Kegiatan tahunan digelar oleh Pemerintah Kota Surakarta tersebut dengan tema "Mancavarna", artinya menyajikan berbagai corak batik yang merupakan hasil karya leluhur menjadi empat warna, yakni putih, kuning, merah, dan hitam.

Para desainer muda kreatif dan berprestasi di Solo, bermunculan mengikuti SBC dengan tujuan untuk memperkenalkan batik sebagai ikon budaya tradisional Indonesia.

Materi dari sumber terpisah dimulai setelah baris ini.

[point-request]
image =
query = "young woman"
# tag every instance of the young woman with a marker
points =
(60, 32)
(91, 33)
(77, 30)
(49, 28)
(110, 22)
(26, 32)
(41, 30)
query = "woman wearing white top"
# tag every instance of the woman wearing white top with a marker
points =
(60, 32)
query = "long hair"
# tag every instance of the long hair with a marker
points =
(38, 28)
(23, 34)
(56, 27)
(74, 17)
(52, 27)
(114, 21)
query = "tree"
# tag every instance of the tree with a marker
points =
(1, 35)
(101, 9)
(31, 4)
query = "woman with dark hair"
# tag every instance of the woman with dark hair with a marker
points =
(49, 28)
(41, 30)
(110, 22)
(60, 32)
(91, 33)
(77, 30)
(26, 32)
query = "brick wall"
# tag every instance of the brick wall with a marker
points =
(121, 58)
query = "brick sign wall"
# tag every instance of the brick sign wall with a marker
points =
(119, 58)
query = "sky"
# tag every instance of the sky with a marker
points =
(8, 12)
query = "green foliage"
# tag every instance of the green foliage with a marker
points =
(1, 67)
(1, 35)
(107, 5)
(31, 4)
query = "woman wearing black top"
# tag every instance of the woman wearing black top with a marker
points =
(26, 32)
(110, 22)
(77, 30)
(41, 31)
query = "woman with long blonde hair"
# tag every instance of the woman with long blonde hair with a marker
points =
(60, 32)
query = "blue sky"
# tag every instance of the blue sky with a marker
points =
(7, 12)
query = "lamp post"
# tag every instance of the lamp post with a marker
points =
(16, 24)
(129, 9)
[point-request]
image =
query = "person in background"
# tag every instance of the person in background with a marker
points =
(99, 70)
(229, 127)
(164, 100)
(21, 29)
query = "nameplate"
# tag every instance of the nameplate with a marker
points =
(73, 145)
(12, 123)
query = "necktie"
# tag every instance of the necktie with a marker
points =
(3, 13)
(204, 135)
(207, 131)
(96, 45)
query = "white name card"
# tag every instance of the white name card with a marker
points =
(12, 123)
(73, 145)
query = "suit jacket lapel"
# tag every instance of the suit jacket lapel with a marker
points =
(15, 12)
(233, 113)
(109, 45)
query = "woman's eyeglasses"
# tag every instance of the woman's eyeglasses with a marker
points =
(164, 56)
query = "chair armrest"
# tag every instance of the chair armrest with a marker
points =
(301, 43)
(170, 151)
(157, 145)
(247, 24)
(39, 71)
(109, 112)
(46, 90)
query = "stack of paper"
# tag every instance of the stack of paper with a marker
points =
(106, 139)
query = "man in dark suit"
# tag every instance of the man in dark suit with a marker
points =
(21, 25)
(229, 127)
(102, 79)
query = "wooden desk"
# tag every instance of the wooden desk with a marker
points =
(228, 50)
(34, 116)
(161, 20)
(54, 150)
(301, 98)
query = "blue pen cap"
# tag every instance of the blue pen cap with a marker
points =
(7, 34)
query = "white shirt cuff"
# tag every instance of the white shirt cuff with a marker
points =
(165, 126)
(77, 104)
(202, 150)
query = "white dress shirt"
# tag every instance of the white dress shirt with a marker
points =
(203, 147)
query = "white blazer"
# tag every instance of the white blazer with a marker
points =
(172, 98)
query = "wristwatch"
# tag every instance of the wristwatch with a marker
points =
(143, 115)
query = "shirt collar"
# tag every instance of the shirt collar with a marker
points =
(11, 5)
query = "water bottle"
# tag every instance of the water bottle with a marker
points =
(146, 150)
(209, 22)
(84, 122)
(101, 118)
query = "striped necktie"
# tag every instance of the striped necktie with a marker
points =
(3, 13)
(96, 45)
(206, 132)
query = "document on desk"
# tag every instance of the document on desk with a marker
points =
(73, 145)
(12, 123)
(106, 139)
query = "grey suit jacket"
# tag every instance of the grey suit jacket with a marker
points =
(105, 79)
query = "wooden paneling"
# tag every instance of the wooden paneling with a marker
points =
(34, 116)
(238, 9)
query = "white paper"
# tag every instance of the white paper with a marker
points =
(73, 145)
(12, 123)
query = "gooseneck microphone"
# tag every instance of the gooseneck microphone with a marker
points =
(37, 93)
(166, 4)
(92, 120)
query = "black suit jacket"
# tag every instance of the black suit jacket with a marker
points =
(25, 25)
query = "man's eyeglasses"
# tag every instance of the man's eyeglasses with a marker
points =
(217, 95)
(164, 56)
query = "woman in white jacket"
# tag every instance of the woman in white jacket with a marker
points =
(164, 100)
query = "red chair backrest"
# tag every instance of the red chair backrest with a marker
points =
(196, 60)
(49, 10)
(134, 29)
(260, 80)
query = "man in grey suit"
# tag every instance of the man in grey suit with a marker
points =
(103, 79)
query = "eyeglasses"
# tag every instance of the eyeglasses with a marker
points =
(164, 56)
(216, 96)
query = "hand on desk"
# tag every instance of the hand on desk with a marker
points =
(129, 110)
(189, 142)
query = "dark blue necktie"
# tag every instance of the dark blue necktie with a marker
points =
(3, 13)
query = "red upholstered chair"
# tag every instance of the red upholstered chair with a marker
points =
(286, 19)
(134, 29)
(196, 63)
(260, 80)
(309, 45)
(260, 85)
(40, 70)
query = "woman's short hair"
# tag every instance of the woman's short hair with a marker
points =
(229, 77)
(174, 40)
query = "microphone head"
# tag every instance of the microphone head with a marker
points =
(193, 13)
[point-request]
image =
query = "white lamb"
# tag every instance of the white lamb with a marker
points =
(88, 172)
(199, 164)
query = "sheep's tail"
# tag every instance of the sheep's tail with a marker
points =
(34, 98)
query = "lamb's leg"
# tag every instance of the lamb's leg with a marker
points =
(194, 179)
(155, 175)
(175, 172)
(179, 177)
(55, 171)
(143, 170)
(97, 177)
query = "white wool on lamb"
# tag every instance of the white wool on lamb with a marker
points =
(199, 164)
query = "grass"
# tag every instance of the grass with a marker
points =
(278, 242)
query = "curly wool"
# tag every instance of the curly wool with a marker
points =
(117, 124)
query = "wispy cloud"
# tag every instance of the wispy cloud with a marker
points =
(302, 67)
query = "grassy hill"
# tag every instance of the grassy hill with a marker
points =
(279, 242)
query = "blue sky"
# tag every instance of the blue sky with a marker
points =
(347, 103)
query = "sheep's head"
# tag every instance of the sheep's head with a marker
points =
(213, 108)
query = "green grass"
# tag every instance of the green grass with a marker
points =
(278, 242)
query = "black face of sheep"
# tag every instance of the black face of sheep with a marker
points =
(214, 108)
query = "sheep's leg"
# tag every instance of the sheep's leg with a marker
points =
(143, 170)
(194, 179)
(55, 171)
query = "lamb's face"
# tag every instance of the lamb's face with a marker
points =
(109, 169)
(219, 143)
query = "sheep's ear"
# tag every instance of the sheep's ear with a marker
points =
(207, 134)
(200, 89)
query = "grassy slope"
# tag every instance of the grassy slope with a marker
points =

Dalam karnaval SBC 2015, peserta kelompok pertama menampilkan berbagai corak batik dengan warna dasar putih, kemudian disusul warna kuning gemerlapan dan terkesan mewah, serta ketiga warna merah berani yang menggambarkan keceriaan, dan diakhiri rombongan corak batik warna hitam.

Bahkan, sejumlah pengunjung antusias melakukan foto dan "berselfie" bersama peserta SBC di sepanjang jalan yang dilintasi dari depan Stadion Sriwesari hingga Kantor Balai Kota Surakarta atau sekitar tiga kilometer.

Menurut Ketua Yayasan SBC Susanto, suatu perjuangan yang tidak mudah untuk mempertahanan SBC. Dalam setiap penyelenggaraan, pihaknya terus-menerus melakukan perbaikan di berbagai sisi.

Pada SBC VIII tersebut, kata dia, banyak bermunculam desainer muda yang penuh kreatif dan berprestasi. Pergelaran itu dengan tema "Mancavarna" yang diambil dari filosofi Jawa, yakni "Papat Kiblat Lima Pancer".

"Tema ini diharapkan dapat menjadi acuan dan inspirasi utama bagi seluruh rangkaian kegiatan yang digelar," katanya.

Menurut dia, pergelaran SBC 2015 diikuti 258 peserta dari empat kecamatan di Surakarta dengan melibatkan 90 pemusik dan 200 pelajar SMA/SMK.

"Masyarakat antusias seni budaya cukup tinggi, dan bahkan ada peserta balita yang ikut memeriahkan SBC ini," katanya.

Direktorat Jenderal Pariwisata dan Ekonomi Kreatif Ahmadsyah yang membuka SBC 2015 itu, mengapresiasi kegiatan yang kedelapan kali di Kota Solo itu.

"Kota ini satu-satunya yang memiliki 'event' budaya terbanyak di Indonesia," katanya. Pada 2015, Kota Solo memiliki 62 kegiatan seni budaya.

Ia mengatakan kegiatan budaya, dipandang dari sektor pariwisata sebagai hal penting. Hasil penelitian, sekitar 60 persen daya tarik wisata karena budaya, 35 persen faktor alam, dan lima persen daya tarik yang diciptakan manusia.

Oleh karena itu, kata dia, dengan banyaknya kegiatan budaya di Kota Solo, hal itu menjadi daya tarik utama untuk menyedot wisatawan.

"Dukungan masyarakat luar biasa, sehingga Solo bisa menjadi contoh dan model untuk penyelenggarakan 'event' budaya di seluruh Indonesia," katanya.

Menurut dia, Kota Solo yang banyak menyelenggarakan kegiatan budaya tersebut, akan menjadi pendorong utama dalam mencapai target kunjungan wisatawan mancanegara hingga 2019 yang tercatat 20 juta orang.